Guna mengklarifikasi pemberitaan yang berkembang agar tidak terjadi kesimpangsiuran ditengah masyarakat apalagi menyangkut nama baik, baik itu nama baik keluarga maupun instansi terkait, salah seorang dari mereka ” N /R” mencoba menghubungi KTJ guna menjelaskan dan mengklarifikasi apa yang sebenarnya terjadi pada saat itu.
Dijelaskan oleh “R” Memang benar dia bertemu dengan “N” secara tidak disengaja disalah satu rumah makan, yang kebetulan “R” pada saat itu baru saja pulang dari salah satu Kantor karena ada urusan kedinasan dan memang ingin istirahat pulang yang pada saat itu memang lagi jam istirahat kantor. Secara tidak disengaja ketika mau pulang kerumah, kebetulan melihat kenderaan “N” terparkir dipinggir jalan didepan salah satu rumah makan, makanya saya berhenti dan berniat bertemu dengan “N” yang memang bekerja di salah satu KUA. jadi, saya memberanikan diri untuk bertemu “N”guna ingin meminta bantuan “N” dalam hal ini tentang kepengurusan surat nikah. saat ditanya kenapa tidak langsung menanyakan hal ini ke kantor KUA dimana tempat tinggal “R” dan “N” berkantor, dijelaskannya lagi, ini dikarenakan karena tidak sengaja dan tanpa direncanakan, jadi inilah saat yang tepat saya bertemu ” N” dan lagi ada suatu hal yang ingin dan perlu disampaikan yang sifatnya sedikit pribadi, maka untuk itulah secara tidak disengaja dan secara kebetulan kami bertemu di salah satu rumah makan.pas saat saya baru pulang dari kantor dan bertemu dengan ” N”, ujar “R”.

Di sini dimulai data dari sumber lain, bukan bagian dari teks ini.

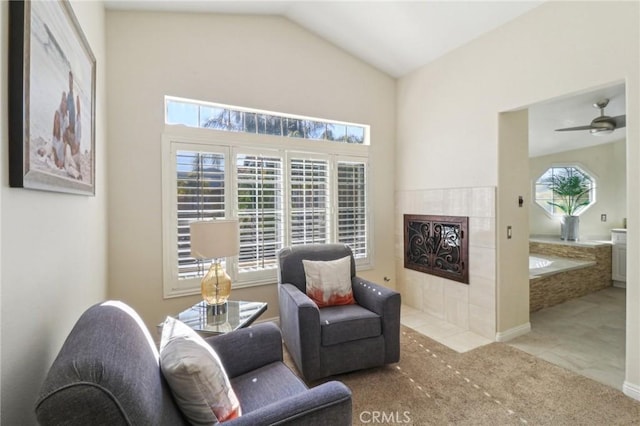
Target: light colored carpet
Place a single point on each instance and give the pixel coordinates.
(493, 385)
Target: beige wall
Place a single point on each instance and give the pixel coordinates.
(448, 126)
(258, 62)
(607, 163)
(53, 252)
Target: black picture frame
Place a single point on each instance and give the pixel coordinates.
(52, 80)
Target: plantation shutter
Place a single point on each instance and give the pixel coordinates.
(260, 211)
(200, 195)
(352, 206)
(309, 186)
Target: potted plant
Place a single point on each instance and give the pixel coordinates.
(571, 191)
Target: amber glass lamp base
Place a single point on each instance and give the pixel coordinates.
(216, 285)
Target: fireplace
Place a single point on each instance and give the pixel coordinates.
(437, 245)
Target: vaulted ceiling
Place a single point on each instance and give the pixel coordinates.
(398, 37)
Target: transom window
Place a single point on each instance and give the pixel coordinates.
(283, 191)
(235, 119)
(565, 190)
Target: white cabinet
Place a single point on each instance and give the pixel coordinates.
(619, 257)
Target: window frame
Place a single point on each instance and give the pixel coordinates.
(178, 138)
(575, 165)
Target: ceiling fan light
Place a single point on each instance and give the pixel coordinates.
(601, 131)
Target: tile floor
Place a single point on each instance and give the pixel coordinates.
(441, 331)
(585, 335)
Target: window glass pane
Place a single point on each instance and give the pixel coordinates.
(294, 128)
(214, 118)
(316, 130)
(182, 113)
(309, 201)
(352, 207)
(200, 195)
(236, 121)
(355, 134)
(565, 190)
(336, 132)
(250, 122)
(223, 118)
(260, 211)
(269, 125)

Lebih lanjut, ” R” menjelaskan, Dirumah makan tersebut kami hanya membicarakan masalah yang sedang saya hadapi dan tak lebih dari itu apalagi dirumah makan itu tempat terbuka dan ramai, menurut saya hal itu wajar dan sah sah saja dan tidak ada yang perlu dipermasalahkan ataupun diributkan. ungkap “R” kepada KTJ.

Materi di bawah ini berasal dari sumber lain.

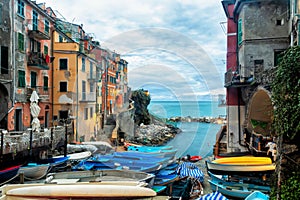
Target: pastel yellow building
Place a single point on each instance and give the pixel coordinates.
(74, 82)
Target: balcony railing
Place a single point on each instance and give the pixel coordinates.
(42, 91)
(88, 97)
(38, 60)
(38, 30)
(233, 79)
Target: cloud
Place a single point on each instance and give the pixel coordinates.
(175, 48)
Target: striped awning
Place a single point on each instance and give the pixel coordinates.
(213, 196)
(191, 170)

“R” juga menjelaskan, siang itu disalah satu rumah makan setelah saya menceritakan tentang masalah yang saya hadapi kepada “N” tersebut, terus saya pulang kerumah dengan mengenderai sepeda motor saya, sementara “N” juga pergi dan saya tidak tahu kemana, ungkap “R”, jadi antara saya dan ” N” tidak ada hubungan apa apa kecuali saya hanya meminta bantu pengurusan surat nikah, ucap “R” mengakhiri pembicaraan.